The thing that most annoys DeLillo purists about Baumbach’s film might be the thing that makes it most pleasurable to watch for everyone else: It’s fun. It’s a messy movie that can’t quite find the thread to make sense of DeLillo’s vision or the reality of his characters — particularly during its bewildering final third, after the Airborne Toxic Event dissipates and Jack becomes obsessed with Babette’s place in a kind of pharmaceutical conspiracy. But it has been made with wit and an infectious relish. Baumbach lunges for laughs and scares, often successfully, and splashes the screen with bright color and movement. Under the end credits, he stages a dance number in the aisles of the supermarket that DeLillo and his pretentious characters imagine as the modern American church. Is Baumbach still making a point, or just cutting loose? The latter, I suspect, and more power to him. He took Netflix’s money and ran.

Stuck with You

Where to watch: Available to stream on Netflix

An aerial view of a couple lying on the ground next to each other in an elevator in Stuck with You.

Image: Netflix

Genre: Romantic comedy
Run time: 59m
Director: Frank Bellocq
Cast: Kev Adams, Camille Lellouche

Two people get stuck in an elevator on their way to a New Year’s Eve party and forge a connection in this short French rom-com.


Prime Video

Wildcat

A young man wearing a backwards hat and a hoodie lounges in the trees with a baby ocelot in Wildcat.

Image: Prime Video

Where to watch: Available to stream on Prime Video

Genre: Documentary
Run time: 1h 45m
Director: Melissa Lesh, Trevor Beck Frost
Cast: N/A

Wildcat follows a young soldier back from war who travels to the Amazon rainforest and bonds with a scientist and an orphaned ocelot.

The Black Phone

Where to watch: Available to stream on Prime Video

Ethan Hawke in his demon mask as the serial child-murderer The Grabber in The Black Phone

Image: Universal Pictures

Genre: Horror
Run time: 1h 33m
Director: Scott Derrickson
Cast: Mason Thames, Ethan Hawke

This isn’t The Black Phone’s streaming debut — the Ethan Hawke-led horror first landed on Peacock a few months back.
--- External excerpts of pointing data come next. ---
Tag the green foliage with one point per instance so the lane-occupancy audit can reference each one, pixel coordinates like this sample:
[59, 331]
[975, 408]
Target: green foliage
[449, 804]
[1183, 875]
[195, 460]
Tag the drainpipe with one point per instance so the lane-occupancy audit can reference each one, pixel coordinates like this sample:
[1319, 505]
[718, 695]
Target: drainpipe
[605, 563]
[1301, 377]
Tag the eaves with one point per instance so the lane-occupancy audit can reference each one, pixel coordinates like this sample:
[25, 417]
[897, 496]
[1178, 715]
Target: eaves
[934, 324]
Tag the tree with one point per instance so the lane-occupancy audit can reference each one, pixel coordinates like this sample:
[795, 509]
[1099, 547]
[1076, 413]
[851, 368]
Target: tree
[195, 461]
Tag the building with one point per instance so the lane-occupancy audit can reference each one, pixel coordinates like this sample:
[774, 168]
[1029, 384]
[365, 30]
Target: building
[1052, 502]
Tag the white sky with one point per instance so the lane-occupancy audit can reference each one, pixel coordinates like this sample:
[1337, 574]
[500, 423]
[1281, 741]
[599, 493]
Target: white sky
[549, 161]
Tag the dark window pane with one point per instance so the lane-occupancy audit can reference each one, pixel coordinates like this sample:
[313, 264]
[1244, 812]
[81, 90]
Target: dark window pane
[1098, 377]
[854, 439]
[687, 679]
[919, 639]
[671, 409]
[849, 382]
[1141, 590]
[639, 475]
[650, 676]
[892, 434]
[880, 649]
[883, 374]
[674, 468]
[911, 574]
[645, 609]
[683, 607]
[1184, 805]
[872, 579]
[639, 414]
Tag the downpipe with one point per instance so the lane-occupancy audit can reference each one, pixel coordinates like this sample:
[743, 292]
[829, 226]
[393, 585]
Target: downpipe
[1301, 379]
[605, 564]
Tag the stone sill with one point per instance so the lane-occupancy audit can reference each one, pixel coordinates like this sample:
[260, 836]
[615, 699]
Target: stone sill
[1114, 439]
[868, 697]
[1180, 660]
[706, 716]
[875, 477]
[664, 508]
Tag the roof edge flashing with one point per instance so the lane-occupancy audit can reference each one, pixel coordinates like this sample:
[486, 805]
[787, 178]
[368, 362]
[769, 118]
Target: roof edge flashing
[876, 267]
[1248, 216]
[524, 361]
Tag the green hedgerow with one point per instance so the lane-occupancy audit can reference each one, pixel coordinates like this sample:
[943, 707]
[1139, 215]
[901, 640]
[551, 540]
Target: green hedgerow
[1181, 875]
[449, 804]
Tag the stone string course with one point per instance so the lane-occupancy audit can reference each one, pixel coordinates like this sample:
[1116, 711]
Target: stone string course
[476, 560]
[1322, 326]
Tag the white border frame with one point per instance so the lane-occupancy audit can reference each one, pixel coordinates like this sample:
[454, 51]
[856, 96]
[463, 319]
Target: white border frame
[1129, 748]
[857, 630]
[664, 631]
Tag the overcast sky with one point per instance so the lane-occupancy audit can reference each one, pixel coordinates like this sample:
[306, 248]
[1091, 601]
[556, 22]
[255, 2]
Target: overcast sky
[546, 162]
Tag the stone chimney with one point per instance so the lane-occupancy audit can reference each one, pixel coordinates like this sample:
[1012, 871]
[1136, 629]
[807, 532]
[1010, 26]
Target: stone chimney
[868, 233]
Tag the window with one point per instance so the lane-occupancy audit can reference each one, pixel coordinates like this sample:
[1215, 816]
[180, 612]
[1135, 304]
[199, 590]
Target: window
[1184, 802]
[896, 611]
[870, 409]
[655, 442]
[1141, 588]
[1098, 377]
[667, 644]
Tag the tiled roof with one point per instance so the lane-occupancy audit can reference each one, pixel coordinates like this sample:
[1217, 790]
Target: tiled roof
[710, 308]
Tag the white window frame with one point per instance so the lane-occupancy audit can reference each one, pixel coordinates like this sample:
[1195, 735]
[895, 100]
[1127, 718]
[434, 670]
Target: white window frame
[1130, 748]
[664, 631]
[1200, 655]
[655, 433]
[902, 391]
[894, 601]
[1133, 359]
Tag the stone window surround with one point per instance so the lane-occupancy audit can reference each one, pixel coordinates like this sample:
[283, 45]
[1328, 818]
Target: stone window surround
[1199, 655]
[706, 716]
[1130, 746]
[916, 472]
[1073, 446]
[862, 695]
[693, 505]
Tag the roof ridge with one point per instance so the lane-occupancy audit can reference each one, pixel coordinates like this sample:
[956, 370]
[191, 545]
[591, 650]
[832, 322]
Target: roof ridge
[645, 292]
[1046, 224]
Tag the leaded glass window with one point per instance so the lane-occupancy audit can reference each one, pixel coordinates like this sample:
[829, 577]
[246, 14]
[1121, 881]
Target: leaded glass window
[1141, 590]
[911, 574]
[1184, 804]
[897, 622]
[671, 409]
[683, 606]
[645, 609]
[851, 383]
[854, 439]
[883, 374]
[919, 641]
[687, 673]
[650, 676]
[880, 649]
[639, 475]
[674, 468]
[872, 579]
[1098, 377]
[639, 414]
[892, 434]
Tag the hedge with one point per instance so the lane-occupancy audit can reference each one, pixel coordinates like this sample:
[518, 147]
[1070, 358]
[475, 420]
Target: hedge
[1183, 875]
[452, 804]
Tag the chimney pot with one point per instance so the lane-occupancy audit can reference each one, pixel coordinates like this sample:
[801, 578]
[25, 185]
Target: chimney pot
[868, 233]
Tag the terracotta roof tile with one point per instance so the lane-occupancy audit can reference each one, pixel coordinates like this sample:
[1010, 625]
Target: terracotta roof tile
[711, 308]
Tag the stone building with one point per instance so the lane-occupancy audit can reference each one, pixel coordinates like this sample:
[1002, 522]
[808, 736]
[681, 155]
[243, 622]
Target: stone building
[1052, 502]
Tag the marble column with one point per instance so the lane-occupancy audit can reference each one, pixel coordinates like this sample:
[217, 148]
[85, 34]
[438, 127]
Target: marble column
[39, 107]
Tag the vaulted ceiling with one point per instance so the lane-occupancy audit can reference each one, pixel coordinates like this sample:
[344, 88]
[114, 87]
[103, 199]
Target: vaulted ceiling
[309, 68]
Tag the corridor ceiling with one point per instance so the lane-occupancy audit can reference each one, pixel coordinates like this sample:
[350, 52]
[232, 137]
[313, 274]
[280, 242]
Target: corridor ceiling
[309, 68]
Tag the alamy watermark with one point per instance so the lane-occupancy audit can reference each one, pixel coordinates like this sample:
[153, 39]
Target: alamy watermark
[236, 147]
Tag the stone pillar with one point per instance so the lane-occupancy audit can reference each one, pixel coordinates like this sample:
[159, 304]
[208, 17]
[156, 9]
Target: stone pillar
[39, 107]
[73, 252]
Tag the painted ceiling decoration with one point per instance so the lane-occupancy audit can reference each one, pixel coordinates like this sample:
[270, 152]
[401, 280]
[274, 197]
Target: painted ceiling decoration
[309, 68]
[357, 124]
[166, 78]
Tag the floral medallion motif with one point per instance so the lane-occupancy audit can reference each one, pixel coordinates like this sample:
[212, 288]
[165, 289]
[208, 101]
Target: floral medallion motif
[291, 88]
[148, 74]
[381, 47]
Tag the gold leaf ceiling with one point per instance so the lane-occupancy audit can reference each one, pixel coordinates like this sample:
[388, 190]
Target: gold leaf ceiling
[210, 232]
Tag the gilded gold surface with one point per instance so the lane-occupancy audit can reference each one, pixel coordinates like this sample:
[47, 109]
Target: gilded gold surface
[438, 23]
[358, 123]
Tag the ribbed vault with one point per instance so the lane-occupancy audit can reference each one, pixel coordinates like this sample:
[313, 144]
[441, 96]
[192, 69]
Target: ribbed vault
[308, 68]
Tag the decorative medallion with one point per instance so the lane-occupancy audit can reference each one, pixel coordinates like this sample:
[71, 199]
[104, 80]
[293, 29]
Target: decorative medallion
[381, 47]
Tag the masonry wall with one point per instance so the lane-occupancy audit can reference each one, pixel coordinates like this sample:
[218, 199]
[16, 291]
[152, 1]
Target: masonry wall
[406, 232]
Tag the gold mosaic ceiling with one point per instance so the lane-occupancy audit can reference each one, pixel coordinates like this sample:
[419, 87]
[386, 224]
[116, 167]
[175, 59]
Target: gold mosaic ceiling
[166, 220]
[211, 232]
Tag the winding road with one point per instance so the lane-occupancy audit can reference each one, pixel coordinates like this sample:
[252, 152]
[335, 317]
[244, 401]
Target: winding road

But with a move to Prime Video, there are a whole lot more people who can watch The Black Phone now. Whether that’s a good thing is up to you!

From our review:

Outside of the feeling of morbid inevitability, however, The Black Phone is a mess. The main issue is the performances, which range from puzzling to outright cringeworthy. Jeremy Davies is especially bad as Finney and Gwen’s drunk dad, whose slurring and screaming doesn’t register as authentically pathetic or threatening. Hawke is also too all over the place to read as credibly frightening: When we first see The Grabber, his face is painted white and he speaks in a high, affected voice that recalls Atlanta’s Teddy Perkins. Weird, right? What’s he trying to signify, and how does it fit into his psychosis? Doesn’t matter — that’s the first and last time that character detail will crop up in the film.


HBO Max

This Place Rules

Where to watch: Available to stream on HBO Max

Andrew Callaghan interviews a small child with a megaphone, surrounded by protestors, in This Place Rules

Image: Warner Media

Genre: Documentary
Run time: Unknown
Director: Andrew Callaghan
Cast: Andrew Callaghan

This documentary is produced by Tim Heidecker, Eric Wareheim, and Jonah Hill, among others, in collaboration with A24, and follows “gonzo journalist” Andrew Callaghan as he documents the events that led to January 6 Capitol Riot.


Shudder

Burial

Where to watch: Available to stream on Shudder

Soldiers are silhouetted against the night sky in Burial.

Image: Shudder

Genre: Thriller
Run time: 1h 35m
Director: Ben Parker
Cast: Tom Felton, Harriet Walter, Charlotte Vega

Tom Felton stars in this thriller about a group of soldiers bringing Hitler’s dead body from Germany to Russia who are ambushed by Nazi soldiers.